Quando fui para lá já tinha acabado de cumprir a pena havia três meses. Estava em Angra do Heroísmo, na Fortaleza de S. João Baptista. Aí foram largados setenta e tal presos dos que vinham do Continente e escolheram outros setenta e tal para seguirem viagem. Ia também uma companhia da GNR para nos guardar, provisoriamente, no Tarrafal. Fez um cerco quando chegou a Angra a ameaçou logo que, ao mais pequeno pio, trabalhariam as metralhadoras e as mangueiras do barco com água a ferver. Ainda a propósito de comunicação entre nós: chegámos ao barco e dez minutos depois já estávamos em comunicação com o outro porão. Os presos são assim, há quem diga que nas prisões não se luta, mas eu digo-te: luta-se e de que maneira!

Mesmo no campo de concentração?

Claro, quantas lutas, e vitoriosas, lá fizemos. Eram combates pelos nossos direitos, se assim se pode dizer de um sítio onde é quase caricato falar de direitos, mas sobretudo pela nossa sobrevivência. Porque era disso que se tratava: mandaram-nos para ali para morrermos ali. Isso mesmo nos dizia o Seixas, chefe dos pides do campo: “Tudo o que veio para aqui foi para morrer, lapas e tudo”. Acabou por morrer de podre depois do 25 de Abril, era um depravado, não foi por qualquer castigo pelo mal que fez a tantas pessoas. Ele e todos os outros. E olha que, não sendo eu de vinganças, nada disso, mas não tenho problemas em dizer ainda hoje que não me repugnava ver um Pide sofrer só um pouco, um pouquinho, daquilo que nós sofremos às mãos deles.

Então a mudança para o Tarrafal...

Mudaram-nos para o Tarrafal porque em Angra era muito mais difícil matar, o clima e as condições sanitárias não eram tão maus. Não havia paludismo, não havia malária, e havia uma população à qual os nossos gritos chegavam facilmente. E estávamos mais perto do Continente. As ligações não eram muitas, mas sempre havia um barco, creio que semanal, o que tornava mais fácil e mais rápido fazer chegar as notícias ao Continente.

E havia a célebre “frigideira”...

Sim, havia a frigideira no Tarrafal, mas em Angra também tínhamos a poterna, que não era melhor... A frigideira contribuiu para a morte de vários presos, mas pior do que ela talvez fosse a insalubridade, a água absolutamente inquinada, a falta de higiene, a ausência de assistência médica, a desumanidade, o mal... Até os medicamentos pessoais, que tínhamos connosco ou que nos eram enviados de Portugal, com muitos sacrifícios, pelas nossas famílias e pela solidariedade de amigos, nos eram roubados. Por eles, pelos guardas, pelos esbirros, pelo sistema...

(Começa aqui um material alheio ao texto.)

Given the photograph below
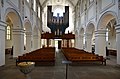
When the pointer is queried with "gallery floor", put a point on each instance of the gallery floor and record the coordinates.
(111, 71)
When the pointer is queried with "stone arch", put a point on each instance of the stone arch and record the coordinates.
(90, 37)
(81, 38)
(27, 25)
(105, 18)
(35, 38)
(100, 33)
(28, 35)
(14, 15)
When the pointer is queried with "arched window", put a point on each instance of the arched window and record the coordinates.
(8, 36)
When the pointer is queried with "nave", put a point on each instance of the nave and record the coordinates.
(110, 71)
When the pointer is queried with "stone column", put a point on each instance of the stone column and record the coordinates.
(28, 41)
(2, 43)
(88, 42)
(81, 42)
(67, 42)
(118, 42)
(76, 42)
(100, 42)
(47, 42)
(53, 43)
(18, 42)
(35, 42)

Não achas que os governos de Portugal e Cabo Verde deviam colaborar com vista a preservar a memória de um dos símbolos mais terríveis da repressão fascista contra Portugueses e Africanos?

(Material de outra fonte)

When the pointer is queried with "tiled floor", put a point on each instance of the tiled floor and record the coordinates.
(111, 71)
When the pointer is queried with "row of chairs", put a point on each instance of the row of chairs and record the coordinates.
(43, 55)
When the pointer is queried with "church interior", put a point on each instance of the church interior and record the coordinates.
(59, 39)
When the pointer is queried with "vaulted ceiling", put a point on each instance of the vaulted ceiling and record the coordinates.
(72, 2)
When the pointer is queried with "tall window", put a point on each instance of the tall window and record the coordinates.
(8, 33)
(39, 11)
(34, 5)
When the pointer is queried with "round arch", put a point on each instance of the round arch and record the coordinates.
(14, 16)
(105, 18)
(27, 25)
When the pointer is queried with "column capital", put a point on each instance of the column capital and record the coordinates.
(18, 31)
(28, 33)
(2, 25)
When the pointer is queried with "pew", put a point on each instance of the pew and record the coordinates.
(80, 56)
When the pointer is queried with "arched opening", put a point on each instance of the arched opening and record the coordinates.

Lá achar, acho. Mas o que tem sido feito, e eu até já fui convidado para uma dessas excursões, são visitas com muitos empresários e muito boa mesa. E depois acompanham esses cruzeiros com evocações mais ou menos idiotas que resultam em choradeiras pelo macaquinho que morreu, coitadinho, e em desculpas do regimes fascista, que afinal nem era assim tão fascista e afinal os presos do Tarrafal nem morreram todos. Para isso já dei. Quanto à memória do Tarrafal, não sei se os políticos no poder estão de facto interessados em preservá-la. Parece-me até que não. Houve promessas, palavras ditas, projectos ao vento, até de um filme... Sabes dizer-me onde estão as obras?

Seja como for é necessário que os antifascistas, e em primeiro lugar os comunistas – que foram quem pagou o preço mais alto pelo seu amor à liberdade – persistam na luta para que não caia no esquecimento o que foi e o que significou o Tarrafal.